Youth Programs
Connect and Thrive
3 learning domains
4 programs for youth ages 7-18
About
Our four youth programs follow the same yearly structure: 21 lessons per year that pair Experiential Tracking with Narrative Tracking.
Each lesson links land routines and projects so students build skills, cooperation, and perspective across Nature, Prosocial, and Universal domains.
Schools receive full access to the teacher education program, including planning guidance, mentoring supports, and ready-to-use materials for all 21 learning units, so staff can deliver consistent experiential and narrative lessons across the year.
This model is rooted in the 'Connect and Thrive' book and is supported by the educator course that prepares teachers to use the compass, the narrative, and the routines in place.

3 Learning Domains

Nature Connection &
Earth Regeneration
Youth begin with steady routines on the land, reading place through tracking and sit spots, then apply what they learn in soil, water, habitat, and food projects.
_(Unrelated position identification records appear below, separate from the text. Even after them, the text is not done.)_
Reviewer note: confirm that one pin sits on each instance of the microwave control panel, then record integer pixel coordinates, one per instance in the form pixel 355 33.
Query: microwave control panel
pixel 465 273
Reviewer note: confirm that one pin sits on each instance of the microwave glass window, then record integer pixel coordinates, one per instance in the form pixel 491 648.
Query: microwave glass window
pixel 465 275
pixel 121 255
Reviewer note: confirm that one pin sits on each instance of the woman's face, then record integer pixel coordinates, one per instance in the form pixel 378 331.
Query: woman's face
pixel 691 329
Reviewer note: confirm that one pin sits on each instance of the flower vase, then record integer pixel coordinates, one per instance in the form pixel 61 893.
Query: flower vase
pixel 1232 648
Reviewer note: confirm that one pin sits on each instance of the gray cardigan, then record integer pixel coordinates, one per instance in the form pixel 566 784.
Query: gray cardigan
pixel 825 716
The compass for this domain organizes attention and practice so sensory awareness grows into ecological literacy and hands-on restoration, while the Experiential and Narrative Tracking Paths keep fieldwork linked to big-picture understanding. Two-Eyed Seeing guides design so local action aligns with regenerative economics and community priorities. This forms the ecological base of a 22nd-century education.
Prosocial Connection & Community Regeneration
Learners move from solo practice to teamwork and shared projects, setting roles and agreements, learning to decide together, and running mentoring circles that design local learning sites with Elders and partners. Frameworks from Ostrom, Wilson, and Manji shape cooperative structure, psychological flexibility, and principled dialogue so groups can plan, resolve conflict, and co-create visible work in place. These habits link study with action and build the civic capacity needed for durable community regeneration.


Universal Connection &
Human Regeneration
The focus widens to meaning, story, and responsibility to the unknown, bringing prosocial biology, moral courage, systems thinking, and planetary citizenship into view. Two-Eyed Seeing and related practices help learners hold uncertainty with care, connect personal purpose to shared narratives, and align ethical reflection with real stewardship. As the capstone, this domain ties land practice and community work to a larger horizon, preparing youth to navigate complexity with clear methods and shared responsibility.
4 Youth Programs
Ages 7-9
Pathfinders - Inspiration
Pathfinders invites younger learners into the journey through simple daily routines at home and on the land, supported by sit spot and playful practice. The focus is inspiration, so children notice, name, and share what they find, while the compass keeps attention on nature connection, prosocial storytelling, and first questions about the wider unknown. Programs run across seven school locations worldwide and use the book’s Experiential and Narrative Tracking Paths to link practice with purpose and with the River System of Human Time story.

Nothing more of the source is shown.